Страница 48 из 70
Потом внизу гудела машина со свидетелями. Потом они возвращались ровно через месяц.
Зотов такого еще не видел.
Серега-второй рос хороший, теплый, цеплялся за Верочку, как мартышонок, а Зотову лез руками в пасть и дышал в нос. Не то беда, что его от Зотовых заберут, а то беда, что он к этим попадет.
Дед пришел под руку с бабушкой и сказал:
— Пора это дело решать.
А бабушка сказала:
— Мать она, конечно, мать, но и мы родня… Санька, а правду твоя Жанна сказала, что ты с Верочкой живешь?
— Неправда, — сказал Санька.
А дальше дело пошло колесом.
«На другой день я сидел у стола и что-то читал.
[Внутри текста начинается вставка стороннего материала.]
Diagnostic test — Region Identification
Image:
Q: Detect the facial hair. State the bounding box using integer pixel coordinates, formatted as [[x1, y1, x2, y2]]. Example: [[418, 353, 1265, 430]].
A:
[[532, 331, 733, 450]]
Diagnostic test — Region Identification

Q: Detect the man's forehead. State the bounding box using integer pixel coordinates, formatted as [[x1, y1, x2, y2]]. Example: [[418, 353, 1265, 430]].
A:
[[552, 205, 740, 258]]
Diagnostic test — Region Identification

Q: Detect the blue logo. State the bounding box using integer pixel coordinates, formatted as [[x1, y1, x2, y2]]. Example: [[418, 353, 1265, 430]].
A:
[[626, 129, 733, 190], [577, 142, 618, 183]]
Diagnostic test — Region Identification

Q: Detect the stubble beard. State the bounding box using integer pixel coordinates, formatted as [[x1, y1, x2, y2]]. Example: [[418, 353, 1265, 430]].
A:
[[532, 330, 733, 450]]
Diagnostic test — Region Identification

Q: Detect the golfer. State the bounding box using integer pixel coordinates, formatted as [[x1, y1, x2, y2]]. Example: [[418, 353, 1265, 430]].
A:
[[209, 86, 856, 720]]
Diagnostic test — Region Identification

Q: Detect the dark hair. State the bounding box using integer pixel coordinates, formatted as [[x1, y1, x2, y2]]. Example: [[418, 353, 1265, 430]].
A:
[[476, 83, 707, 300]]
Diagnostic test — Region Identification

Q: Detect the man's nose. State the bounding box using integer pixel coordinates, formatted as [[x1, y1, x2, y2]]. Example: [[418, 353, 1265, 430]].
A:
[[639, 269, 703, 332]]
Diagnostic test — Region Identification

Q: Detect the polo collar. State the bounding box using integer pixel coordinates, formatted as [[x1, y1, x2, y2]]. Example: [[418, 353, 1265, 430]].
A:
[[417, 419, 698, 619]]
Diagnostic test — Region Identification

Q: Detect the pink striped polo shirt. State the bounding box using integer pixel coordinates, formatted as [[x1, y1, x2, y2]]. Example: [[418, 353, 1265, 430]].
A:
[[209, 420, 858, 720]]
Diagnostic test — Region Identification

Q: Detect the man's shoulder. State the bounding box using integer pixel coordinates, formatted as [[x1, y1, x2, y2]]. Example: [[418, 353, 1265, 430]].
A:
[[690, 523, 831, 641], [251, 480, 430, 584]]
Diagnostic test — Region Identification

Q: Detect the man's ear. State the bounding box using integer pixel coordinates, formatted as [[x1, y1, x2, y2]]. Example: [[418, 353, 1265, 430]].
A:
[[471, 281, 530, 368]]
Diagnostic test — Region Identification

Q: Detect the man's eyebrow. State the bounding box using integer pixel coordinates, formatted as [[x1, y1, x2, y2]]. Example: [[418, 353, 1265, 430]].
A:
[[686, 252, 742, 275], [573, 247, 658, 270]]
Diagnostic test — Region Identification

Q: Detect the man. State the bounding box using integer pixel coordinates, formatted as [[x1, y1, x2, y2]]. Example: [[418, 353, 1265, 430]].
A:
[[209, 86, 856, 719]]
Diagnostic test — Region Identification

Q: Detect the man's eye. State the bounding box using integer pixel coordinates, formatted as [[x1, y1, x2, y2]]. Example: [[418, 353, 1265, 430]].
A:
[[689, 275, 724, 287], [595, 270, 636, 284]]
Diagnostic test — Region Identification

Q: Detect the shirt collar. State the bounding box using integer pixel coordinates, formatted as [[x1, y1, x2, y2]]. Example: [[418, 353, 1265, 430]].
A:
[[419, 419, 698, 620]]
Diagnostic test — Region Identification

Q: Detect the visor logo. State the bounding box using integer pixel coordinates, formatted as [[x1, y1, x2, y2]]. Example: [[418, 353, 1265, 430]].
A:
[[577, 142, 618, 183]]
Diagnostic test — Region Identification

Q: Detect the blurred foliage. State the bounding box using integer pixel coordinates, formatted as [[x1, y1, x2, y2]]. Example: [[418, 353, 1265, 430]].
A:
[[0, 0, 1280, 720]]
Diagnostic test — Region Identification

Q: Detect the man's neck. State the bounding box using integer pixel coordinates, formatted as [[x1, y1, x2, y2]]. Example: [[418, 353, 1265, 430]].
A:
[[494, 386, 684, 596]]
Не помню.
Санька пришел с улицы и хотел в пальто войти к Верочке. Но я не велел ему. Он кинул пальто и шапку на стул, постучался и вошел к ней. Было слышно, как он сел на скрипнувший диван и сказал:
— В тебя мой отец влюбился.
Она помолчала и ответила:
— Я думала — ты.
— Нет… А ты в меня?
— Нет, — быстро ответила она. — Не сомневайся.
Опять молчат. У меня душа в пятки ушла. Неужели Генка?
— А ты как? — спросил он.
— Мне все равно, — сказала она. — Как он хочет.
Пора вмешиваться или нет?
Правнук вышел и стал одеваться.
— Чествовать — это необязательно, Саня, — сказал я.
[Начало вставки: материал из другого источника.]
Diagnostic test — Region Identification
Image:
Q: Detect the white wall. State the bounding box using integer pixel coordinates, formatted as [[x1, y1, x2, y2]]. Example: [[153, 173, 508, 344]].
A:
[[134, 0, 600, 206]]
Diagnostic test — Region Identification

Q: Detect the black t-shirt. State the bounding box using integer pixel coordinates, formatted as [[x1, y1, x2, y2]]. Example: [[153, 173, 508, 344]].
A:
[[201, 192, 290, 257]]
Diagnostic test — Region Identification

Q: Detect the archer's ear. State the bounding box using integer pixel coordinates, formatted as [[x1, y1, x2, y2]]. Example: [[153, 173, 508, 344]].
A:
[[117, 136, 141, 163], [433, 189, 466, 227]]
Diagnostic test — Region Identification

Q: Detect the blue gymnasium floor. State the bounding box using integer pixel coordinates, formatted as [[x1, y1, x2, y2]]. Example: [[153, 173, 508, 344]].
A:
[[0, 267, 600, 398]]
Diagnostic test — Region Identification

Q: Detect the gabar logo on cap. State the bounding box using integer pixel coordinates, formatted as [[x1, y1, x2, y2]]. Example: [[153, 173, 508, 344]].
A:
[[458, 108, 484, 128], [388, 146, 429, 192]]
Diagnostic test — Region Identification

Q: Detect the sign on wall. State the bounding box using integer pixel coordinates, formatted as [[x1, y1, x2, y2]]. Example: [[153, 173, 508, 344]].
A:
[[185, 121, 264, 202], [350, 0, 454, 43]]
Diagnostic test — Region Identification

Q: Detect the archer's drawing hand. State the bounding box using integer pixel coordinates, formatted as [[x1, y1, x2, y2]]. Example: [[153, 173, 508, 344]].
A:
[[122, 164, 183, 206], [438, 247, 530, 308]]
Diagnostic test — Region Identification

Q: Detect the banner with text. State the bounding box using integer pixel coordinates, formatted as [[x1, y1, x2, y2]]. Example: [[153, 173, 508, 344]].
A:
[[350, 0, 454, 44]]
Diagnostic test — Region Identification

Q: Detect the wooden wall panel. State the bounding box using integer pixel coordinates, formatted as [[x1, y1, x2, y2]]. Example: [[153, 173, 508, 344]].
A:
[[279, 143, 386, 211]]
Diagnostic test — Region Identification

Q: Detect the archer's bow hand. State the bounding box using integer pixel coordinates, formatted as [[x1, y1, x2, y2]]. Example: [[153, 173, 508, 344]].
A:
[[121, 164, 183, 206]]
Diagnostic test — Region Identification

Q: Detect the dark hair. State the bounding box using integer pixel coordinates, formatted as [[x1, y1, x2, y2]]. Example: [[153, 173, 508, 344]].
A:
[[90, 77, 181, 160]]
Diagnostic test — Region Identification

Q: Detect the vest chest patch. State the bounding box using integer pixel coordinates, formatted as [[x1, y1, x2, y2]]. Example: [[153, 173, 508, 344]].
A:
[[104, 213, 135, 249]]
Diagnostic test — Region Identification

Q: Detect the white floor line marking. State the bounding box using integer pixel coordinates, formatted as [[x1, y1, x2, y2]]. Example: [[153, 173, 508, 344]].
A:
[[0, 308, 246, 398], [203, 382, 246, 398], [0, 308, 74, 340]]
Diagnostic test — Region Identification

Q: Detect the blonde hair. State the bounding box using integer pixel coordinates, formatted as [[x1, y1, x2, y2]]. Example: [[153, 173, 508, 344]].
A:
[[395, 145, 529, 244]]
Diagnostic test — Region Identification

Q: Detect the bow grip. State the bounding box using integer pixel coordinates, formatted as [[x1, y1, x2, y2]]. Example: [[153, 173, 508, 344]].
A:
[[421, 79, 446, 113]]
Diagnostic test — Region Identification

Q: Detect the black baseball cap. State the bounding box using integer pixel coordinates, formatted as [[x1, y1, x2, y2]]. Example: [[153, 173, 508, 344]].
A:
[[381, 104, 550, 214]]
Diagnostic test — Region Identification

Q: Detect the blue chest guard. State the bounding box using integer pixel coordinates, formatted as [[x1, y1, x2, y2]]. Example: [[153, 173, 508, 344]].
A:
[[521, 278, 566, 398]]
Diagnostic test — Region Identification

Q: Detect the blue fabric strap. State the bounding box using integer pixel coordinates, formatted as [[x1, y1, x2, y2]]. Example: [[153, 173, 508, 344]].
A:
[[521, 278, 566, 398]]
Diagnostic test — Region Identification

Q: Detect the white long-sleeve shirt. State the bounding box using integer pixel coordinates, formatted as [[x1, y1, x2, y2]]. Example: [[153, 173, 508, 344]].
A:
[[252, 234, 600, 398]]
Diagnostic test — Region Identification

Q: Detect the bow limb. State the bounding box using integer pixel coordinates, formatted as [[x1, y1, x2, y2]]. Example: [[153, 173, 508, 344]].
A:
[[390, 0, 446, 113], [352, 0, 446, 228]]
— Некогда. Я по делу, — ответил он и выкатился.
Все головастики, Санька, Жанна, Генка, Вера — все головастики чертовы».
Зотов заглянул к ней. Она сидела на стуле, положив руки на колени.
— Вот что, дочка, не дури, — сказал он. — Никому ты ничем не обязана. Это мы тебе обязаны. Делай, как тебе лучше.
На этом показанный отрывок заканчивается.